Mieszkańcy Lubina, pytani przez naszego reportera, wyrażają się tylko dobrze o pomyśle. I deklarują, że sami wkładaliby do lubińskiej lodówki miejskiej żywność, aby trafiała do potrzebujących pomocy. Wypowiedzi zarejestrowaliśmy kilka dni temu – zobacz nasze video.
Lodówka miejska to rozwiązanie praktykowane w wielu miastach. Problemem może okazać się wandalizm, który może spisać ten dobry pomysł na straty. Oby te obawy nie spełniły się, jeśli władze Lubina lub miejski ośrodek pomocy społecznej albo jakaś organizacja pozarządowa zdecyduje się podjąć dzieło.

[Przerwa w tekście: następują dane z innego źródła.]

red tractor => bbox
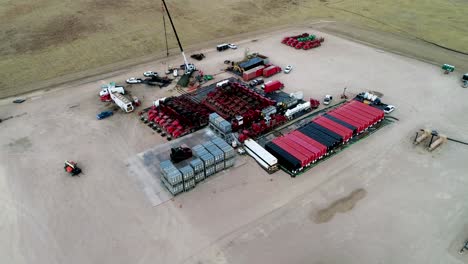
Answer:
[63,160,81,176]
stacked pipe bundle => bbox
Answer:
[265,100,384,175]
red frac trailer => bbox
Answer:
[263,80,284,93]
[263,65,281,77]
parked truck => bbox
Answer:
[99,82,125,102]
[244,139,279,173]
[262,80,284,93]
[110,92,134,113]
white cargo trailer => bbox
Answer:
[244,139,279,173]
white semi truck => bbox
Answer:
[110,92,135,113]
[244,139,279,173]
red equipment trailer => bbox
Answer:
[263,65,281,77]
[312,117,353,142]
[286,133,322,162]
[291,130,327,157]
[281,135,317,166]
[272,138,307,167]
[327,111,365,134]
[263,80,284,93]
[341,105,378,125]
[336,108,373,129]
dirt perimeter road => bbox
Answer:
[0,28,468,264]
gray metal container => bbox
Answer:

Lodówka miejska to przeszklona witryna chłodnicza stojąca w miejscu publicznym, ogólnodostępnym. Zamysł jest bardzo prosty. Masz za dużo jedzenia – wkładasz je do lodówki, a każda osoba może takim jedzeniem się podzielić. Dzięki temu zamiast wyrzucać nadmiar jedzenia, dzielisz się nim z osobami, które tego naprawdę potrzebują.
We Wrocławiu tzw. „lodówki społeczne” są od ponad roku zlokalizowane w kilkunastu miejscach i zarządza nimi Fundacja „Weź Pomóż”.